Not sure if this is the right place, but I will post here anyway. I have decided to make my fish room. I have a rack that will hold roughly 24 30 gallon tanks or I may run some 10's or 20's as well. None of the tanks are drilled and I am not sure how to drill them. The rack for the tanks is 3 tiers high. I will be starting with about 8 tanks and adding from there as needed. I am not sure what I should do for the filtering. I have heard I should use air and sponge filters or just drill the tanks and use sumps. I was also told to do something like an automatic water changer. Just looking for some ideas. What would you do kind of stuff.


----------



## TAB (Feb 7, 2009)

most breeders use sponge filters for filtration. running a air pump is cheaper then anything else by far. Sumps while great for small systems. For large systems, they will "nickle and dime" you to death.(figure $25 a tank just for "fittings") They also do a great job of spreading "bad things" threw out a system. They are continuous overflow systems( see below) so a clog in the drain = flood. 

I would recommend drilling your tanks for a water change system.

there are 3 basic kinds.

over flow
continuous over flow
drain down

overflow is really simple, you just install a overflow, by adding water to the tank, tank water is sent to the drain. The pros its really simple, no moving parts. the cons is if the drain gets clogged, you will have a flood.

continuous overflow is just like above, only you have water going into the tanks all the time. Same pros and cons,

Drain down, is you have a overflow installed at level you want to do the water change too. you open a valve and the water drains to that level. Pros, water changes are the same every time. Cons, if the valve is stuck or fails, the system will not work.


One thing that is almost always over looked is humidity. Unless you have a system that removes it from the air( $$$) or have good ventilation( remember you need both air coming in and air going out.)


----------



## nguyendetecting (Dec 26, 2008)

wow that's serious project you have ahead of you. I've seen some fish rooms with a water pipe system that they use to fill the tanks with.
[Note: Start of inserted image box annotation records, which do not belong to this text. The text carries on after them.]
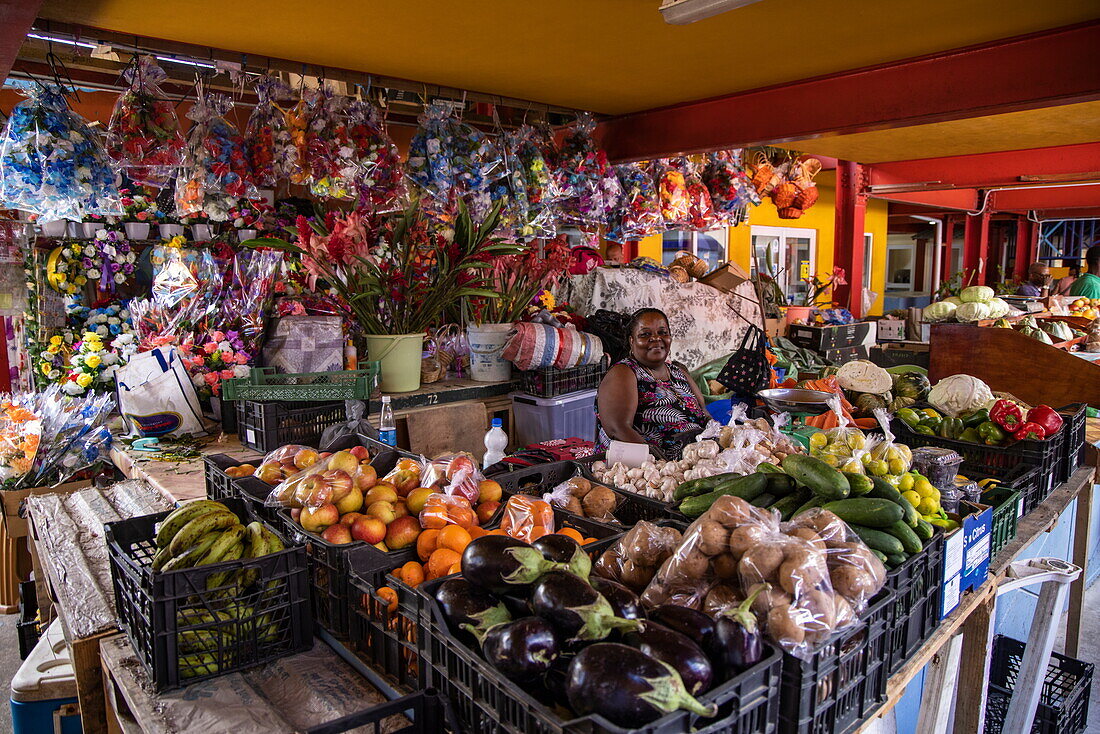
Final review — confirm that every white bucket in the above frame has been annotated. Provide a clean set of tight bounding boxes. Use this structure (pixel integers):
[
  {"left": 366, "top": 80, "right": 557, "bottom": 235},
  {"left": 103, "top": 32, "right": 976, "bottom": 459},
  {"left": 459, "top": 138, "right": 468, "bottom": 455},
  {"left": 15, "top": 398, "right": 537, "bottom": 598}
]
[{"left": 466, "top": 324, "right": 512, "bottom": 382}]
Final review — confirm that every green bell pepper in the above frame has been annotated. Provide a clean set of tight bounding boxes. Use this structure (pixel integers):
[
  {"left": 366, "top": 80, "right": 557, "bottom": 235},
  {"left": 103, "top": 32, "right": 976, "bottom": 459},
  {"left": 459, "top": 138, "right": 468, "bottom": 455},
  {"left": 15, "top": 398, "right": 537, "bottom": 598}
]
[{"left": 978, "top": 420, "right": 1007, "bottom": 446}]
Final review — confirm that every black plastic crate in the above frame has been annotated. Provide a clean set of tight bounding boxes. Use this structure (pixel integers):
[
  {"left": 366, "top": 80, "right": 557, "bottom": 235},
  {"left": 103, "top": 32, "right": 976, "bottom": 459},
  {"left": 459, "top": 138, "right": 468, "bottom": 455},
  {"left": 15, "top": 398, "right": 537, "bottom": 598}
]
[
  {"left": 105, "top": 500, "right": 314, "bottom": 691},
  {"left": 421, "top": 579, "right": 782, "bottom": 734},
  {"left": 886, "top": 527, "right": 944, "bottom": 675},
  {"left": 779, "top": 588, "right": 894, "bottom": 734},
  {"left": 15, "top": 581, "right": 42, "bottom": 660},
  {"left": 519, "top": 362, "right": 607, "bottom": 397},
  {"left": 890, "top": 417, "right": 1066, "bottom": 497},
  {"left": 237, "top": 401, "right": 348, "bottom": 453},
  {"left": 986, "top": 635, "right": 1095, "bottom": 734}
]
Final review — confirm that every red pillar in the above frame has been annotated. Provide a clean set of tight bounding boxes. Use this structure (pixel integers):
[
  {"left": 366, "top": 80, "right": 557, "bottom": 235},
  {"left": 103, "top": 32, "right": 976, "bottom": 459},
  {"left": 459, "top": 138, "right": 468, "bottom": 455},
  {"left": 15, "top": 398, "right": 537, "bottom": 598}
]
[
  {"left": 963, "top": 206, "right": 990, "bottom": 285},
  {"left": 833, "top": 161, "right": 867, "bottom": 318}
]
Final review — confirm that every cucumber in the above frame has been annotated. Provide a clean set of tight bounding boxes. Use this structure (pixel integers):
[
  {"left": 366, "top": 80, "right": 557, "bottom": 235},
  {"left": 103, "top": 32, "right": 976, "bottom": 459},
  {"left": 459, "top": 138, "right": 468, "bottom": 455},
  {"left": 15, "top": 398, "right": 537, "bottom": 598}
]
[
  {"left": 770, "top": 487, "right": 813, "bottom": 521},
  {"left": 887, "top": 521, "right": 924, "bottom": 554},
  {"left": 782, "top": 453, "right": 850, "bottom": 500},
  {"left": 913, "top": 517, "right": 935, "bottom": 540},
  {"left": 848, "top": 524, "right": 905, "bottom": 556},
  {"left": 680, "top": 474, "right": 768, "bottom": 517},
  {"left": 757, "top": 467, "right": 795, "bottom": 497},
  {"left": 824, "top": 497, "right": 905, "bottom": 527},
  {"left": 672, "top": 473, "right": 738, "bottom": 502},
  {"left": 749, "top": 492, "right": 779, "bottom": 507},
  {"left": 842, "top": 471, "right": 875, "bottom": 497}
]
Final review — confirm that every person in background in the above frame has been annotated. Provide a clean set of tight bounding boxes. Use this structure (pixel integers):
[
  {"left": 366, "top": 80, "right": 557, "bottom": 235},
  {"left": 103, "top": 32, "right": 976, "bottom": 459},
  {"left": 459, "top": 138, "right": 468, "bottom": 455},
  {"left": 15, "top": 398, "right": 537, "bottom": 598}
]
[
  {"left": 596, "top": 308, "right": 711, "bottom": 460},
  {"left": 1069, "top": 244, "right": 1100, "bottom": 298},
  {"left": 1016, "top": 263, "right": 1051, "bottom": 298}
]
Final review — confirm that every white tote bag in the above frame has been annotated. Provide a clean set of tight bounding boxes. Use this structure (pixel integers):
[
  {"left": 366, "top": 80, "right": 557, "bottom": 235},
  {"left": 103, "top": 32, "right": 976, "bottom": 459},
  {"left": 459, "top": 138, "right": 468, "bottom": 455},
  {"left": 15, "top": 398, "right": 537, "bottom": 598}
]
[{"left": 116, "top": 347, "right": 206, "bottom": 436}]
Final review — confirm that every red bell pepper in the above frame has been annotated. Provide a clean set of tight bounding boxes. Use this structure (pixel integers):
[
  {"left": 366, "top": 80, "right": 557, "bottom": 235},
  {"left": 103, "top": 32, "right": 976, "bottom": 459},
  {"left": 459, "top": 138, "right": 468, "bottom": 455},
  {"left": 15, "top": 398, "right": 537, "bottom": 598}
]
[
  {"left": 989, "top": 398, "right": 1024, "bottom": 434},
  {"left": 1027, "top": 405, "right": 1062, "bottom": 438},
  {"left": 1012, "top": 421, "right": 1046, "bottom": 441}
]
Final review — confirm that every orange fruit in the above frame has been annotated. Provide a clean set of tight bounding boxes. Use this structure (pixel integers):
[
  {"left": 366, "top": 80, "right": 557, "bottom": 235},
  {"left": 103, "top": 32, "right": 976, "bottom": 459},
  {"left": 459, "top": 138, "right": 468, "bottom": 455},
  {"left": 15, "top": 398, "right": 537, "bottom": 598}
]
[
  {"left": 439, "top": 525, "right": 473, "bottom": 554},
  {"left": 402, "top": 561, "right": 424, "bottom": 589},
  {"left": 416, "top": 530, "right": 439, "bottom": 561},
  {"left": 426, "top": 548, "right": 462, "bottom": 580}
]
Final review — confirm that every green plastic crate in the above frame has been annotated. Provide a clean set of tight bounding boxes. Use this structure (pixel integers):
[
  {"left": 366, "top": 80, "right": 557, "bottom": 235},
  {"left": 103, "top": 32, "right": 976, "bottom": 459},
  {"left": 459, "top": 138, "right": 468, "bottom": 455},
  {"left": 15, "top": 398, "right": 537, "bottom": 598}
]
[{"left": 222, "top": 362, "right": 380, "bottom": 403}]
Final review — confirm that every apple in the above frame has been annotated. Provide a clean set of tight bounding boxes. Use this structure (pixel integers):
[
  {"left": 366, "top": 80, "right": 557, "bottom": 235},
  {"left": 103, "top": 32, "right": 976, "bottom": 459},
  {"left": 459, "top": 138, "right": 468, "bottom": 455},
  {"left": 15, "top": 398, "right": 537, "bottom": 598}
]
[
  {"left": 351, "top": 515, "right": 386, "bottom": 545},
  {"left": 363, "top": 484, "right": 397, "bottom": 504},
  {"left": 386, "top": 515, "right": 420, "bottom": 550},
  {"left": 366, "top": 502, "right": 397, "bottom": 525},
  {"left": 336, "top": 486, "right": 363, "bottom": 515},
  {"left": 299, "top": 502, "right": 340, "bottom": 533},
  {"left": 321, "top": 523, "right": 352, "bottom": 546}
]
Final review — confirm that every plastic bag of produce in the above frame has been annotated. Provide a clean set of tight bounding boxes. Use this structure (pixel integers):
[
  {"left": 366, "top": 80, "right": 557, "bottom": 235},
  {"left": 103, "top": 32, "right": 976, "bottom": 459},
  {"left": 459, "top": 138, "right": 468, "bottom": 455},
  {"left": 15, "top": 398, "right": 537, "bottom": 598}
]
[{"left": 592, "top": 521, "right": 683, "bottom": 594}]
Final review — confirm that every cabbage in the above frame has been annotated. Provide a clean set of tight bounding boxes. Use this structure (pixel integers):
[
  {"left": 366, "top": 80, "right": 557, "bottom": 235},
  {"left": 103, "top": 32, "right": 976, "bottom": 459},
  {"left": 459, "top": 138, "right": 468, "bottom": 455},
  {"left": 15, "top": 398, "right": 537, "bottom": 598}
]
[
  {"left": 921, "top": 300, "right": 958, "bottom": 324},
  {"left": 955, "top": 303, "right": 992, "bottom": 324},
  {"left": 959, "top": 285, "right": 997, "bottom": 304},
  {"left": 986, "top": 298, "right": 1009, "bottom": 318},
  {"left": 928, "top": 374, "right": 993, "bottom": 417}
]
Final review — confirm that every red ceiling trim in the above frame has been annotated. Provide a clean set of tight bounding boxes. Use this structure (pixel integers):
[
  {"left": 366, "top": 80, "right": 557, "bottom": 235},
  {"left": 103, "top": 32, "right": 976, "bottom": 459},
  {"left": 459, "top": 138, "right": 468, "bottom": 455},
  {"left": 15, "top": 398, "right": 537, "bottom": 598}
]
[{"left": 603, "top": 21, "right": 1100, "bottom": 161}]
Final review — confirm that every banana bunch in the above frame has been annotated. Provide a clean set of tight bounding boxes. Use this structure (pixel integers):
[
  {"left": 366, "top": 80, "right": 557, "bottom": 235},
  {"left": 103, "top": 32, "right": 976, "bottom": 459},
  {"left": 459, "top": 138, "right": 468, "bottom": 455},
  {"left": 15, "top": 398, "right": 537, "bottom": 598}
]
[{"left": 153, "top": 500, "right": 283, "bottom": 590}]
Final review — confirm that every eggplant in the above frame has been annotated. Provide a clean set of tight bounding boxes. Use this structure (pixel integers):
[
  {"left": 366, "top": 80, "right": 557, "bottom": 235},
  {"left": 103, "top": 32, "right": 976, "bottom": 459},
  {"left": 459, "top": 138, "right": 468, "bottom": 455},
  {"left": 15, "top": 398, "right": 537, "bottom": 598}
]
[
  {"left": 646, "top": 604, "right": 722, "bottom": 664},
  {"left": 531, "top": 533, "right": 592, "bottom": 579},
  {"left": 482, "top": 616, "right": 559, "bottom": 683},
  {"left": 565, "top": 643, "right": 718, "bottom": 728},
  {"left": 589, "top": 576, "right": 646, "bottom": 620},
  {"left": 532, "top": 572, "right": 644, "bottom": 640},
  {"left": 462, "top": 535, "right": 565, "bottom": 594},
  {"left": 623, "top": 622, "right": 714, "bottom": 695},
  {"left": 714, "top": 583, "right": 770, "bottom": 680},
  {"left": 436, "top": 577, "right": 512, "bottom": 638}
]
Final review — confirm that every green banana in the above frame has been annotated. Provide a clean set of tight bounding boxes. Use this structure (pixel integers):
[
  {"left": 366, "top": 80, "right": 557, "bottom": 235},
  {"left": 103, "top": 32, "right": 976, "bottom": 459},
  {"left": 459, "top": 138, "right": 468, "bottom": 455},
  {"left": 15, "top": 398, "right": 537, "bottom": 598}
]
[
  {"left": 168, "top": 508, "right": 241, "bottom": 556},
  {"left": 156, "top": 500, "right": 229, "bottom": 548},
  {"left": 159, "top": 533, "right": 221, "bottom": 571}
]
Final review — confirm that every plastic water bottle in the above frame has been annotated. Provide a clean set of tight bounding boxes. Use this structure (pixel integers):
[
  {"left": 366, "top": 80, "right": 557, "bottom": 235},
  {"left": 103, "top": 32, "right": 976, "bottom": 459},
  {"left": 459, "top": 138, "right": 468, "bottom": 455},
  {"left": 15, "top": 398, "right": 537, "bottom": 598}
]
[
  {"left": 378, "top": 395, "right": 397, "bottom": 447},
  {"left": 482, "top": 418, "right": 508, "bottom": 469}
]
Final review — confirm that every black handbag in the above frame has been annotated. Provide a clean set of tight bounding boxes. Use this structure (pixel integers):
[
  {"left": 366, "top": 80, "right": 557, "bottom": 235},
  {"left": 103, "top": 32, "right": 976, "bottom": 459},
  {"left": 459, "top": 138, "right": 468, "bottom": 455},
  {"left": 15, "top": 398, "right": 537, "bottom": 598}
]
[{"left": 716, "top": 324, "right": 771, "bottom": 398}]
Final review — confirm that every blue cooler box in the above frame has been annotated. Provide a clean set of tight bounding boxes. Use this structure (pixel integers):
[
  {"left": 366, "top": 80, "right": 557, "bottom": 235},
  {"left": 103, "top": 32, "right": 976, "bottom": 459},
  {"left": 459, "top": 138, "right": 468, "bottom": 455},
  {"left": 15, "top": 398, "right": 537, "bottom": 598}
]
[
  {"left": 512, "top": 390, "right": 596, "bottom": 446},
  {"left": 11, "top": 620, "right": 81, "bottom": 734}
]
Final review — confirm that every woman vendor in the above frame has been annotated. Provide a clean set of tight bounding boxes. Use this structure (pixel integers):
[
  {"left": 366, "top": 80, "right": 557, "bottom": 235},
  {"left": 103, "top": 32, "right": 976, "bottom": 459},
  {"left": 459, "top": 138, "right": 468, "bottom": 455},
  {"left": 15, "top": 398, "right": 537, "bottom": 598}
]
[{"left": 596, "top": 308, "right": 712, "bottom": 460}]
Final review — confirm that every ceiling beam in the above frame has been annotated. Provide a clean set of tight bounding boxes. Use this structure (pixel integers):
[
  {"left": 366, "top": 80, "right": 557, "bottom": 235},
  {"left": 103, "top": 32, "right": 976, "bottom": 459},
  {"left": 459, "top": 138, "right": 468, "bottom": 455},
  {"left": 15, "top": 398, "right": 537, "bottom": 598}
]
[
  {"left": 602, "top": 21, "right": 1100, "bottom": 161},
  {"left": 870, "top": 141, "right": 1100, "bottom": 189}
]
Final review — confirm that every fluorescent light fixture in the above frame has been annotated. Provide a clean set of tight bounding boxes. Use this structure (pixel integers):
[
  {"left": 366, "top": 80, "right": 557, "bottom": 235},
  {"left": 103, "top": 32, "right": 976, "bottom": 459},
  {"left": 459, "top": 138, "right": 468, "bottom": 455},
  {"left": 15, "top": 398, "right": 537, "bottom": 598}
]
[{"left": 661, "top": 0, "right": 760, "bottom": 25}]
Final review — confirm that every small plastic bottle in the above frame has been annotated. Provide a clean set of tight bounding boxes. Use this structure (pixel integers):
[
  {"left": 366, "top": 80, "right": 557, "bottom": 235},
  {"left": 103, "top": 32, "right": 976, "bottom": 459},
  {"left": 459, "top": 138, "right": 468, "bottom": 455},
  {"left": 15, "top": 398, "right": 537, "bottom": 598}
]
[
  {"left": 378, "top": 395, "right": 397, "bottom": 447},
  {"left": 482, "top": 418, "right": 508, "bottom": 469}
]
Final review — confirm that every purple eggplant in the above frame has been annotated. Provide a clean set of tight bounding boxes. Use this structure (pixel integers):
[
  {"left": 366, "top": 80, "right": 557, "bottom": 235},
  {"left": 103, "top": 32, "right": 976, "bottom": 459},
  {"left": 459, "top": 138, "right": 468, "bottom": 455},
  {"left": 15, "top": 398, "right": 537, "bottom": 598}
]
[
  {"left": 714, "top": 583, "right": 769, "bottom": 680},
  {"left": 436, "top": 577, "right": 512, "bottom": 637},
  {"left": 646, "top": 604, "right": 722, "bottom": 664},
  {"left": 528, "top": 572, "right": 644, "bottom": 640},
  {"left": 531, "top": 533, "right": 592, "bottom": 579},
  {"left": 623, "top": 622, "right": 714, "bottom": 695},
  {"left": 482, "top": 616, "right": 559, "bottom": 683},
  {"left": 462, "top": 535, "right": 565, "bottom": 594},
  {"left": 565, "top": 643, "right": 718, "bottom": 728},
  {"left": 589, "top": 576, "right": 646, "bottom": 620}
]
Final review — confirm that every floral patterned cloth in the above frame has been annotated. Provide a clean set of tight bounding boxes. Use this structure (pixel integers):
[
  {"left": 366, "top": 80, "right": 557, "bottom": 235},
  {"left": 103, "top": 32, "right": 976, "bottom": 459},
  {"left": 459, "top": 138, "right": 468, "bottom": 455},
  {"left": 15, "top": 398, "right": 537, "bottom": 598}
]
[
  {"left": 598, "top": 357, "right": 711, "bottom": 459},
  {"left": 559, "top": 267, "right": 763, "bottom": 370}
]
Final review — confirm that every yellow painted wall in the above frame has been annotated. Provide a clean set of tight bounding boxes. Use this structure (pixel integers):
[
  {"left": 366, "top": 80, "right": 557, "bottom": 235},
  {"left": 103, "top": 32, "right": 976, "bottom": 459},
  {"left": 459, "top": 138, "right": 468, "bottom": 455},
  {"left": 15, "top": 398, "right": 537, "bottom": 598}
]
[{"left": 638, "top": 178, "right": 888, "bottom": 316}]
Will treated and aged water in a tank at then end of the room. All they do is open the valves to fill each tank. And they drain their tanks like normal with a python, with that in mind I saw one with drainage piping system. Like a gutter that ran to a drain. That way no drilling was required just a bunch of pipes for draining and a system that provided already treated water. goodluck keep us updated


----------



## luckydud13 (Oct 10, 2008)

Sponge filters are a good, cheap filter, and thats what I use in mine


----------



## troybernard (Oct 29, 2006)

So far I am leaning towards sponge filters and R/O water


----------